La présidente du tribunal a désigné Mme Mathou pour statuer sur les demandes de référé.
Considérant ce qui suit :
1. Aux termes du premier alinéa de l’article L. 521-1 du code de justice administrative : « Quand une décision administrative, même de rejet, fait l’objet d’une requête en annulation ou en réformation, le juge des référés, saisi d’une demande en ce sens, peut ordonner la suspension de l’exécution de cette décision, ou de certains de ses effets, lorsque l’urgence le justifie et qu’il est fait état d’un moyen propre à créer, en l’état de l’instruction, un doute sérieux quant à la légalité de la décision. ». En vertu de l’article L. 522-3 du même code, le juge des référés peut, par une ordonnance motivée, rejeter une requête sans instruction ni audience lorsque la condition d’urgence n’est pas remplie ou lorsqu’il apparaît manifeste, au vu de la demande, que celle-ci ne relève pas de la compétence de la juridiction administrative, qu’elle est irrecevable ou qu’elle est mal fondée.
2. Aux termes de l’article L. 224-2 du code de la route : « (…) I.-Le représentant de l’Etat dans le département peut, dans les soixante-douze heures de la rétention du permis prévue à l’article L. 224-1, ou dans les cent vingt heures pour les infractions pour lesquelles les vérifications prévues aux articles L. 234-4 à L. 234-6 et L. 235-2 ont été effectuées, prononcer la suspension du permis de conduire lorsque : / 3° Le véhicule est intercepté, lorsque le dépassement de 40 km/ h ou plus de la vitesse maximale autorisée est établi au moyen d’un appareil homologué ;(…) II.-La durée de la suspension du permis de conduire ne peut excéder six mois. Cette durée peut être portée à un an en cas d’accident de la circulation ayant entraîné la mort d’une personne ou ayant occasionné un dommage corporel, de refus d’obtempérer commis dans les conditions prévues à l’article L. 233-1-1, de conduite sous l’empire d’un état alcoolique, de conduite après usage de substances ou plantes classées comme stupéfiants et de refus de se soumettre aux épreuves de vérification prévues aux articles L. 234-4 à L. 234-6 et L. 235-2. (…) ».

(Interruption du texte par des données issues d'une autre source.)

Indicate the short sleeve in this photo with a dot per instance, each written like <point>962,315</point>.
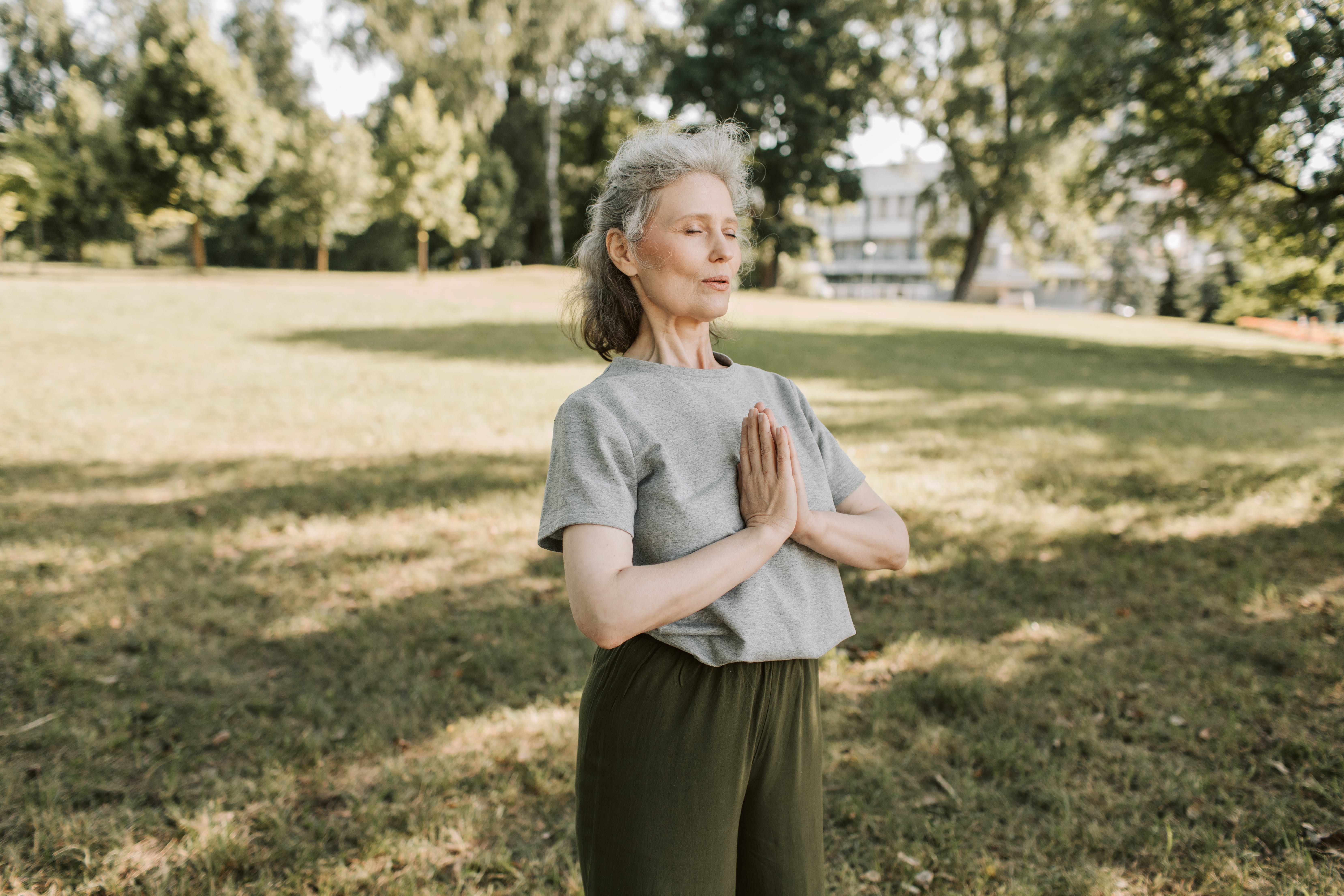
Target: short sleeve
<point>842,473</point>
<point>592,477</point>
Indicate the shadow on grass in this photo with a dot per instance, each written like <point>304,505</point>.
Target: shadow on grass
<point>228,494</point>
<point>1046,791</point>
<point>1178,395</point>
<point>518,343</point>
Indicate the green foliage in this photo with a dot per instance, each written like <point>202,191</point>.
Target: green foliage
<point>423,159</point>
<point>976,76</point>
<point>800,74</point>
<point>324,182</point>
<point>264,34</point>
<point>40,48</point>
<point>198,136</point>
<point>78,148</point>
<point>1240,104</point>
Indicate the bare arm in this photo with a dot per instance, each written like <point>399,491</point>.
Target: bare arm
<point>863,533</point>
<point>613,600</point>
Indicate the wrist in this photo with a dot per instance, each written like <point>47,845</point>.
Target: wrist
<point>769,533</point>
<point>808,529</point>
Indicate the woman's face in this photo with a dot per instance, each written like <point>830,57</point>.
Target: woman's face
<point>690,256</point>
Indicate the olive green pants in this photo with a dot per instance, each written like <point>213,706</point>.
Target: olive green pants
<point>698,781</point>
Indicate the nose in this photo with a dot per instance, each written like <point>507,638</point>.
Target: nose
<point>722,248</point>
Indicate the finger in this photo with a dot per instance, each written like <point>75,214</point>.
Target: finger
<point>767,437</point>
<point>783,453</point>
<point>752,449</point>
<point>745,449</point>
<point>798,473</point>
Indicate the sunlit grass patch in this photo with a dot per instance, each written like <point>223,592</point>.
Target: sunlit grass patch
<point>273,617</point>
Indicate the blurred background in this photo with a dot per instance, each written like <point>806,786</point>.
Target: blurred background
<point>1122,155</point>
<point>273,619</point>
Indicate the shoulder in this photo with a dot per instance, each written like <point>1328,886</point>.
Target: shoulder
<point>769,379</point>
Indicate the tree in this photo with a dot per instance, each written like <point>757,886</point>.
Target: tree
<point>428,175</point>
<point>324,182</point>
<point>1240,103</point>
<point>77,147</point>
<point>40,48</point>
<point>18,183</point>
<point>800,74</point>
<point>198,135</point>
<point>521,52</point>
<point>264,34</point>
<point>978,76</point>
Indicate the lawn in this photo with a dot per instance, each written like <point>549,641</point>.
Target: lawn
<point>273,617</point>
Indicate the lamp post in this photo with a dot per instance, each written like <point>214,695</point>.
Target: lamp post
<point>870,249</point>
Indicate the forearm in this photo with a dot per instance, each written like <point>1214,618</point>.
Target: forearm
<point>871,541</point>
<point>612,608</point>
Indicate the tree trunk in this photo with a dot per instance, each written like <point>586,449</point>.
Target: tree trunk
<point>553,169</point>
<point>37,242</point>
<point>1167,304</point>
<point>198,246</point>
<point>975,248</point>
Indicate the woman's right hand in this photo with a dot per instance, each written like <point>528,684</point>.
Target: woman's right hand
<point>767,491</point>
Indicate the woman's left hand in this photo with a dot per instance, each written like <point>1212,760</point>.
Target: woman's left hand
<point>806,515</point>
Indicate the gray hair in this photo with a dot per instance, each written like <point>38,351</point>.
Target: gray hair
<point>604,309</point>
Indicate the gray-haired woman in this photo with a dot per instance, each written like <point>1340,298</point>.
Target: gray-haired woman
<point>702,508</point>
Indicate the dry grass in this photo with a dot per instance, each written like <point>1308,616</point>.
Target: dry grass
<point>275,619</point>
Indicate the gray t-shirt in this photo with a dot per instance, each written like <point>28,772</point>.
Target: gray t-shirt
<point>652,449</point>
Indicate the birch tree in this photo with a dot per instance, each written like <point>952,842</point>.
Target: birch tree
<point>427,171</point>
<point>978,76</point>
<point>326,183</point>
<point>198,135</point>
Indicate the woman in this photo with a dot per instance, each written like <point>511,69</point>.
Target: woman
<point>702,508</point>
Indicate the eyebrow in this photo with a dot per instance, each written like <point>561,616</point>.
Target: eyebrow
<point>701,216</point>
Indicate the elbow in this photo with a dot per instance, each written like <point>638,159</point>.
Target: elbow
<point>605,637</point>
<point>601,632</point>
<point>900,553</point>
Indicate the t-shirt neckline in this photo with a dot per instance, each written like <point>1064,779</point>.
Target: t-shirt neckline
<point>668,370</point>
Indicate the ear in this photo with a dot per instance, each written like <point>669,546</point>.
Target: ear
<point>620,252</point>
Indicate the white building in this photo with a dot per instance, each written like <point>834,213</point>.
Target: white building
<point>878,252</point>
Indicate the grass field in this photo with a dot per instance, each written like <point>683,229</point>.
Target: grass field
<point>273,617</point>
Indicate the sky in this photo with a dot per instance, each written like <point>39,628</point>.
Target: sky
<point>345,89</point>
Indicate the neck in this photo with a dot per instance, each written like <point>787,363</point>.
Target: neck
<point>678,342</point>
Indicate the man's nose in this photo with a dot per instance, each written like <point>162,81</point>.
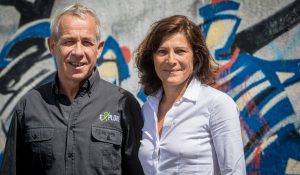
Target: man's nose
<point>78,49</point>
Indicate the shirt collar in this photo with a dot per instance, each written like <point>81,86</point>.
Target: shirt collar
<point>193,90</point>
<point>191,93</point>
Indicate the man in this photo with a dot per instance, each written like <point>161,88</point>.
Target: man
<point>77,124</point>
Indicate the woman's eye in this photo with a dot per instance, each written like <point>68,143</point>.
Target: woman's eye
<point>180,51</point>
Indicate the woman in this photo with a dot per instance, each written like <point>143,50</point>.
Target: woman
<point>190,127</point>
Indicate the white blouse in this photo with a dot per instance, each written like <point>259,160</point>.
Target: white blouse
<point>201,135</point>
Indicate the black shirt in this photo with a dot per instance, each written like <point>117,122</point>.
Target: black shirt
<point>98,133</point>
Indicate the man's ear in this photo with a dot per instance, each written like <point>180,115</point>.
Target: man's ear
<point>100,48</point>
<point>50,45</point>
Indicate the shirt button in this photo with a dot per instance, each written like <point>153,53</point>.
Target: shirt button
<point>70,155</point>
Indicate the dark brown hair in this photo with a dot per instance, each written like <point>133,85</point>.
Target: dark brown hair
<point>205,67</point>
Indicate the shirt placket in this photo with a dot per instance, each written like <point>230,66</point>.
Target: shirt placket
<point>70,148</point>
<point>168,123</point>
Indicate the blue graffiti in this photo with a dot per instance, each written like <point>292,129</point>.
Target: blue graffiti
<point>36,29</point>
<point>255,124</point>
<point>111,44</point>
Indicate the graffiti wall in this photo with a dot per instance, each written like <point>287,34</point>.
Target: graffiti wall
<point>256,42</point>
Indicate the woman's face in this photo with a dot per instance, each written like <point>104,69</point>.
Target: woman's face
<point>173,60</point>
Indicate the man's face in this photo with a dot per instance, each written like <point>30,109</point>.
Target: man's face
<point>76,50</point>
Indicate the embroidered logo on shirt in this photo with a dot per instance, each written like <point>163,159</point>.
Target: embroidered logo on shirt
<point>106,116</point>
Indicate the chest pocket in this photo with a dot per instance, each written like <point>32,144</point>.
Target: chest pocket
<point>105,148</point>
<point>39,141</point>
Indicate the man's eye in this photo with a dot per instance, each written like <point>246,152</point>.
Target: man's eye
<point>161,52</point>
<point>87,43</point>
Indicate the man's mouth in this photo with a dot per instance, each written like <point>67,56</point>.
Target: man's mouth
<point>74,64</point>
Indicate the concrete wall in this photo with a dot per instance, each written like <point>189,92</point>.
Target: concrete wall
<point>257,42</point>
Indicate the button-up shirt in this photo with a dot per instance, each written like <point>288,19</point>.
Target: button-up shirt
<point>96,134</point>
<point>201,135</point>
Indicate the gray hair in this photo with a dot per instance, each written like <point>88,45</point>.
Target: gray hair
<point>76,10</point>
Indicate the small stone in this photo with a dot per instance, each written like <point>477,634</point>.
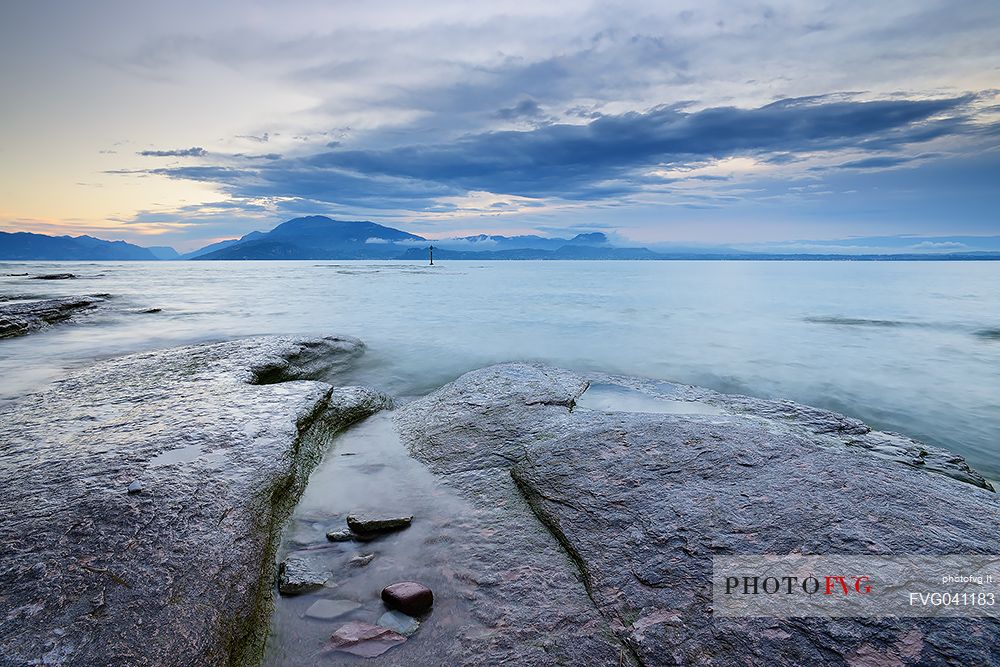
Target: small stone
<point>340,535</point>
<point>361,561</point>
<point>362,639</point>
<point>363,523</point>
<point>399,622</point>
<point>327,610</point>
<point>296,576</point>
<point>408,597</point>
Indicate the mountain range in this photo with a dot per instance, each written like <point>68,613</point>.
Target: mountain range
<point>28,246</point>
<point>320,237</point>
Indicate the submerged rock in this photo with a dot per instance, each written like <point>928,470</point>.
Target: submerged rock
<point>616,516</point>
<point>298,575</point>
<point>365,640</point>
<point>328,610</point>
<point>408,597</point>
<point>362,560</point>
<point>55,276</point>
<point>399,622</point>
<point>343,535</point>
<point>18,319</point>
<point>367,523</point>
<point>182,576</point>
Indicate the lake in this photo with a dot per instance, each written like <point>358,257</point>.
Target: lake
<point>912,347</point>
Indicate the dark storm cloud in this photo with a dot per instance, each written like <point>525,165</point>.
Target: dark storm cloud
<point>523,109</point>
<point>603,158</point>
<point>195,151</point>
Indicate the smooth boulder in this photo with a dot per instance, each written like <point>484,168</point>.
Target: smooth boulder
<point>409,597</point>
<point>638,503</point>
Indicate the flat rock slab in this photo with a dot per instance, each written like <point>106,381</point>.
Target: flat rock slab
<point>639,502</point>
<point>181,572</point>
<point>19,319</point>
<point>328,610</point>
<point>370,523</point>
<point>364,640</point>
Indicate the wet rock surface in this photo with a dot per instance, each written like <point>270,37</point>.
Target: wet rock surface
<point>370,523</point>
<point>409,597</point>
<point>297,574</point>
<point>19,319</point>
<point>616,516</point>
<point>399,622</point>
<point>364,640</point>
<point>55,276</point>
<point>181,573</point>
<point>327,610</point>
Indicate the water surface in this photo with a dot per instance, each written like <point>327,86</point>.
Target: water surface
<point>906,346</point>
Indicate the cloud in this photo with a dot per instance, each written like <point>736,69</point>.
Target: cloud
<point>195,151</point>
<point>523,109</point>
<point>610,156</point>
<point>881,162</point>
<point>938,245</point>
<point>260,139</point>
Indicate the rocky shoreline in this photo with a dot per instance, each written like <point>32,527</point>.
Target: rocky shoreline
<point>221,439</point>
<point>145,496</point>
<point>19,319</point>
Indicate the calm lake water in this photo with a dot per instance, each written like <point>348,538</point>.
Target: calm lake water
<point>912,347</point>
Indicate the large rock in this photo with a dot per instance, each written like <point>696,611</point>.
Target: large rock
<point>181,572</point>
<point>639,503</point>
<point>18,319</point>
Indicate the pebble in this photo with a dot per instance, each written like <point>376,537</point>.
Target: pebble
<point>361,561</point>
<point>408,597</point>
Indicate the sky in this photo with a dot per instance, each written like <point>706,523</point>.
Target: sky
<point>753,124</point>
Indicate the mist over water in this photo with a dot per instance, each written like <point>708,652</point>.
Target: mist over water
<point>906,346</point>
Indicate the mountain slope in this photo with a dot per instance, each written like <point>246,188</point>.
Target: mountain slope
<point>316,237</point>
<point>29,246</point>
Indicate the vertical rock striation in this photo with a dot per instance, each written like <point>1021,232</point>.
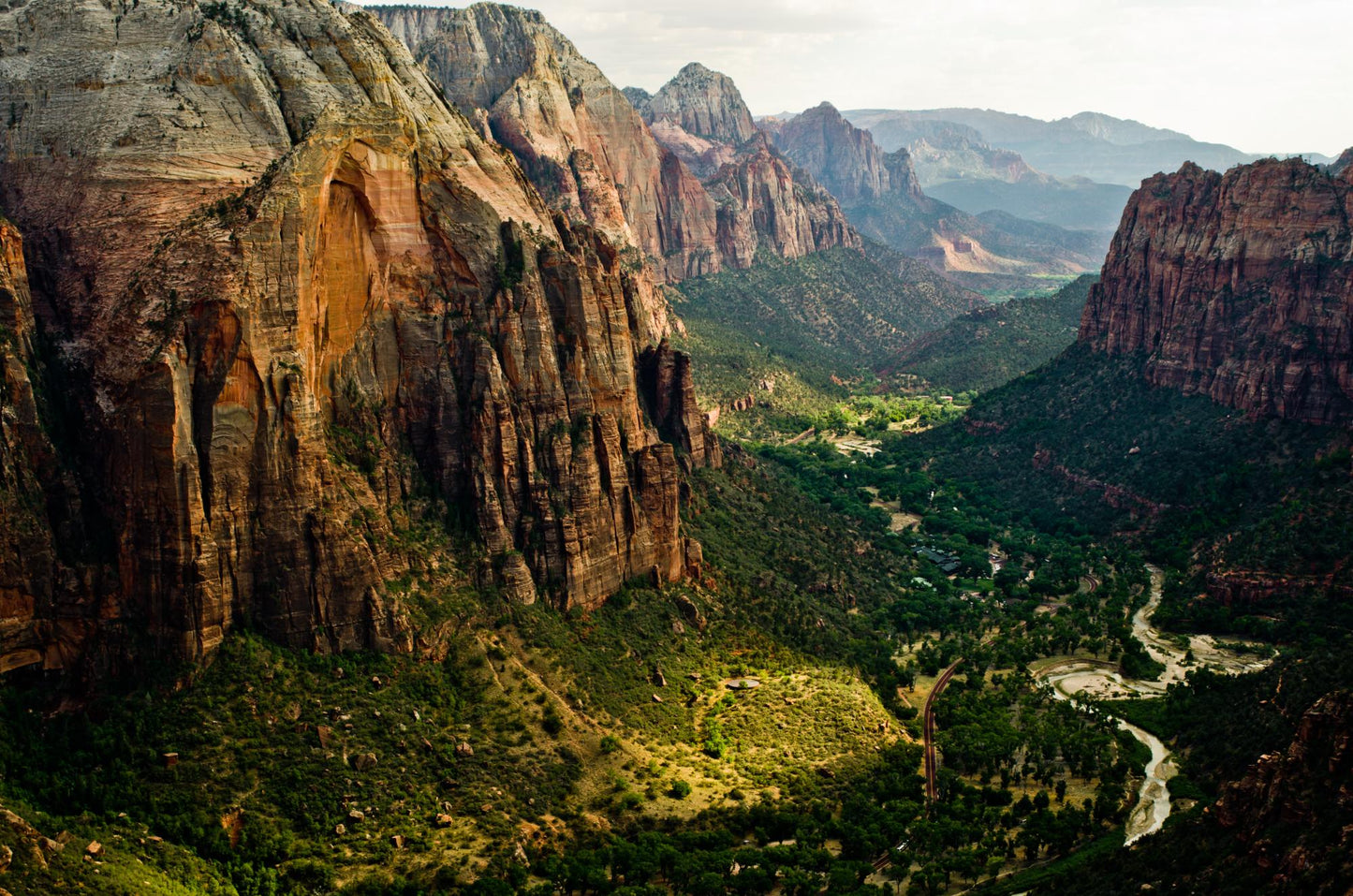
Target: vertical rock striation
<point>1237,286</point>
<point>292,290</point>
<point>592,154</point>
<point>702,103</point>
<point>575,134</point>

3. A la suite d’un dépassement de la vitesse autorisée de 40 km/ ou plus, commis le 19 août 2025 à Brunoy (en l’espèce une vitesse retenue de 144 km/h pour une vitesse autorisée de 90 km/h), M. A… a fait l’objet d’une mesure de rétention immédiate de son permis de conduire et par un arrêté du même jour, le préfet de l’Essonne a suspendu la validité de ce permis pour une durée de cinq mois en application des dispositions de l’article L. 224-2 du code de la route.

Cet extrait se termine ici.